Oliver Slape: The Barbican offers accessible, fun and inspiring activities for the whole family to enjoy for free across the centre. These include Squish Space, a multi-sensory play adventure for children aged under five; the Big Barbican Adventure, a do-it-yourself adventure trail that allows families to discover the Barbican through cryptic clue solving, drawing and games; and the Barbican Conservatory, an idyllic oasis in the centre of the city, bursting with lush and varied plant life and three indoor ponds.


Educational events are an important part of the Barbican programme, said Slape.

Oliver Slape: The Barbican Guildhall Creative Learning programme supports people of all ages and backgrounds to discover their creative voice and access world-class arts for free through ground-breaking projects such as Young Poets, Barbican Box and the Chronic Youth Film Festival.
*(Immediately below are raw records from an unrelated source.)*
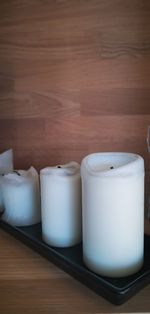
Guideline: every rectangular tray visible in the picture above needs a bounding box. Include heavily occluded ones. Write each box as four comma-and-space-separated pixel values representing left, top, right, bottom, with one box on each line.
0, 221, 150, 305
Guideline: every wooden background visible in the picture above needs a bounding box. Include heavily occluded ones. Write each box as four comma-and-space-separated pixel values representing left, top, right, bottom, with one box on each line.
0, 0, 150, 169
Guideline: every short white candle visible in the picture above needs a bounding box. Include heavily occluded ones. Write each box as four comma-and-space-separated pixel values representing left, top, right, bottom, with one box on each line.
40, 162, 81, 247
0, 149, 14, 211
2, 167, 41, 226
81, 153, 144, 277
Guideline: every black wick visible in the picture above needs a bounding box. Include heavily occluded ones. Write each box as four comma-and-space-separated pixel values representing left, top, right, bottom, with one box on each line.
13, 170, 21, 176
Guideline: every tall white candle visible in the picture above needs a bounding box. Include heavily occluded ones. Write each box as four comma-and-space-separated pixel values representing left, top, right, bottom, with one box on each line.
81, 153, 144, 277
0, 149, 14, 175
0, 149, 14, 212
40, 162, 81, 247
2, 167, 41, 226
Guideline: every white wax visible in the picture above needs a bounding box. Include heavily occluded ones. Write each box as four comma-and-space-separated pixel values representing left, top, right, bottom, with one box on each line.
40, 162, 81, 247
0, 149, 14, 211
81, 153, 144, 277
2, 167, 41, 226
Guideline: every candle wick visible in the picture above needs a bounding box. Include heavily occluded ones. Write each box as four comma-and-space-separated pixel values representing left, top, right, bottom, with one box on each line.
13, 170, 21, 176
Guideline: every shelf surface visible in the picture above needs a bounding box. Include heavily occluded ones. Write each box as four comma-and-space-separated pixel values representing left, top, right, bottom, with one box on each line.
0, 221, 150, 305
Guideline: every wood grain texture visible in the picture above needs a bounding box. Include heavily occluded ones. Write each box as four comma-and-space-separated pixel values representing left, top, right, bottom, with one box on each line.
0, 0, 150, 169
0, 222, 150, 314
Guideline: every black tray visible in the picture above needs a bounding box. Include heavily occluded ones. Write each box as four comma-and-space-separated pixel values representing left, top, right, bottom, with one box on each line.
0, 221, 150, 305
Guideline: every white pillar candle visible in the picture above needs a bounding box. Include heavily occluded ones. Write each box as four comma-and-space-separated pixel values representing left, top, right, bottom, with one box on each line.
2, 167, 41, 226
81, 153, 144, 277
0, 149, 14, 211
40, 162, 81, 247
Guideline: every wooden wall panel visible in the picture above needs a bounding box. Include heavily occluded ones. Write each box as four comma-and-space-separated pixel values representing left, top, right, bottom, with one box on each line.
0, 0, 150, 169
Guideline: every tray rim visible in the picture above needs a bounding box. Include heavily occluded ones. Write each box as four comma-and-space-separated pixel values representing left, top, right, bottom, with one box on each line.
0, 220, 150, 305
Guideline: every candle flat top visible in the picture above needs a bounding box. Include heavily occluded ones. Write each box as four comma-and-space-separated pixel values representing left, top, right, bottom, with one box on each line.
2, 167, 38, 185
81, 152, 144, 176
40, 161, 80, 176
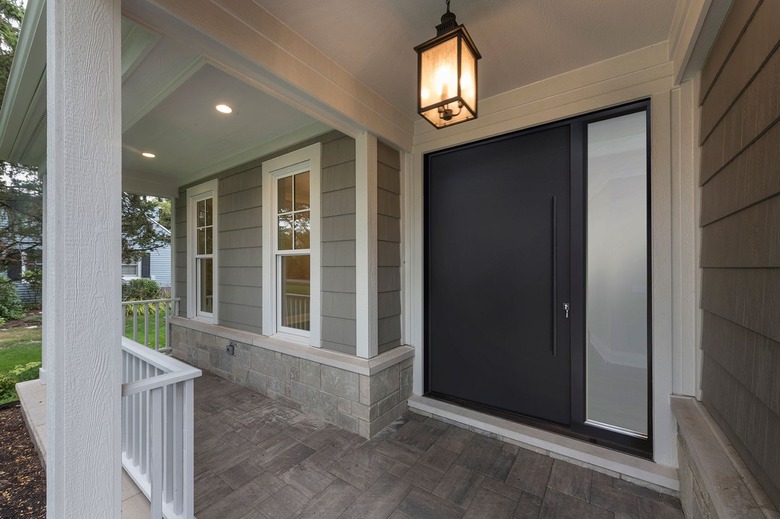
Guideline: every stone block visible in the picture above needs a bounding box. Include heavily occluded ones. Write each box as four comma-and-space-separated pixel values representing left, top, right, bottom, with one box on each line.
232, 362, 249, 387
281, 353, 301, 366
268, 377, 284, 395
290, 382, 306, 402
300, 359, 321, 389
208, 349, 222, 369
219, 348, 233, 373
247, 370, 268, 395
214, 337, 230, 351
358, 420, 371, 438
371, 364, 401, 402
304, 386, 339, 423
370, 391, 400, 421
349, 402, 371, 422
336, 413, 359, 434
251, 346, 274, 375
401, 367, 414, 400
321, 365, 359, 401
233, 342, 252, 369
359, 375, 371, 405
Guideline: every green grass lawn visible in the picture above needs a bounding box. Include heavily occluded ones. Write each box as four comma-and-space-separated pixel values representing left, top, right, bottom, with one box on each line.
0, 326, 41, 405
125, 312, 165, 349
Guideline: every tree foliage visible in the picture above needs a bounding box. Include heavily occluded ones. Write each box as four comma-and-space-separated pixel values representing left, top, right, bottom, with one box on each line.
0, 0, 171, 271
122, 193, 171, 263
0, 0, 24, 108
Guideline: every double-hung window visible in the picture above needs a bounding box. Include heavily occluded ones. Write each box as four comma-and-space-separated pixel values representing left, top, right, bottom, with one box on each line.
187, 180, 218, 322
263, 144, 320, 346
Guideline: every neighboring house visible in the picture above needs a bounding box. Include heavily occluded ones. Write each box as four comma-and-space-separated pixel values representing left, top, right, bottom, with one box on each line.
0, 0, 780, 517
0, 208, 43, 305
122, 216, 171, 288
122, 245, 171, 287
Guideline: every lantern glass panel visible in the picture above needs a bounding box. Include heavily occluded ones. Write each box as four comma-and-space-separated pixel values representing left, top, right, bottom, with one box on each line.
420, 35, 458, 107
460, 41, 477, 112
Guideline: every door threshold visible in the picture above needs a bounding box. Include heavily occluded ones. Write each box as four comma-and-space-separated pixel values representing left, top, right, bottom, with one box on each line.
409, 395, 680, 496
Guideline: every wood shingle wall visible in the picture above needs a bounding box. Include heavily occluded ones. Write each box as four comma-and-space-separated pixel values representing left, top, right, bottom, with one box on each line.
700, 0, 780, 506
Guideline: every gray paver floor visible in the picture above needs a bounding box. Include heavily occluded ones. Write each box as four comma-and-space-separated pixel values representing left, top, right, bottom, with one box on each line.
195, 373, 683, 519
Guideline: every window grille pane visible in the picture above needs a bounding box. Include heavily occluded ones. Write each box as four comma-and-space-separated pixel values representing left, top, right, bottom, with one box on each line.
203, 227, 214, 254
294, 211, 311, 249
204, 198, 213, 225
197, 200, 206, 227
280, 254, 311, 331
198, 258, 214, 313
198, 229, 206, 254
278, 215, 293, 250
295, 171, 311, 211
276, 177, 293, 214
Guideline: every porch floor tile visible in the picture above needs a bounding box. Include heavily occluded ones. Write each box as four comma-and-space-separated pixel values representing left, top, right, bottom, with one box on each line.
195, 372, 683, 519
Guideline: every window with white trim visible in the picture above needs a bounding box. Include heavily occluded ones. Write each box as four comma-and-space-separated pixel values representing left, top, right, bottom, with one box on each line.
263, 144, 321, 346
187, 180, 218, 323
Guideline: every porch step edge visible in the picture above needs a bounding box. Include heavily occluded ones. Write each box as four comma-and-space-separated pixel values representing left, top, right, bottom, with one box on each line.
16, 379, 46, 469
671, 395, 780, 519
409, 395, 680, 496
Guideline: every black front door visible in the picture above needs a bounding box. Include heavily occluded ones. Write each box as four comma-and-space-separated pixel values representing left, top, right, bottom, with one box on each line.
425, 126, 571, 426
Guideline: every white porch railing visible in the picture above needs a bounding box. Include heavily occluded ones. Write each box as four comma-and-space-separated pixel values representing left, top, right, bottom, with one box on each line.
283, 294, 311, 330
122, 337, 201, 519
122, 298, 179, 353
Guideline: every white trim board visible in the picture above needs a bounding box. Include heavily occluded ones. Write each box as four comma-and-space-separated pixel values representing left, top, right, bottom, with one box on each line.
409, 395, 680, 495
262, 142, 322, 348
403, 45, 697, 466
187, 178, 219, 324
171, 317, 414, 376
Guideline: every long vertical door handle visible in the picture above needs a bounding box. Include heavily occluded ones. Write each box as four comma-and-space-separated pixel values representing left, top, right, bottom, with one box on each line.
552, 195, 558, 356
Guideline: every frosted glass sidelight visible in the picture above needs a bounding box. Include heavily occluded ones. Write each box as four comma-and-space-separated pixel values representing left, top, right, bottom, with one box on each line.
585, 112, 648, 437
280, 254, 311, 331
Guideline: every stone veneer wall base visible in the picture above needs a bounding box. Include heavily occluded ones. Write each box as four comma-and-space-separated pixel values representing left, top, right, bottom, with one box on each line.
671, 396, 780, 519
171, 318, 414, 438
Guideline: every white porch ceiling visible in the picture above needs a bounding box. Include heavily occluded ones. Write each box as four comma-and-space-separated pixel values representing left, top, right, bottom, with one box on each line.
122, 0, 678, 193
0, 0, 692, 194
253, 0, 681, 118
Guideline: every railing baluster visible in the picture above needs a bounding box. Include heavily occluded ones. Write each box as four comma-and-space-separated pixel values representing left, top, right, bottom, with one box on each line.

The programme is a joint division between the Barbican and Guildhall School of Music & Drama, and has been running for ten years now. Ranging from workshops, events and talent development programmes that give people their first taste of the arts, to those that enable existing artists to push the boundaries of their practice, all Creative Learning projects are designed to bring people together and equip them with confidence and creative skills for life. The Barbican’s Creative Learning department now delivers more than forty programmes and events alongside one hundred and fifty partners to over 22,000 participants every year, giving people who may otherwisestruggle to access the arts the opportunity to do so.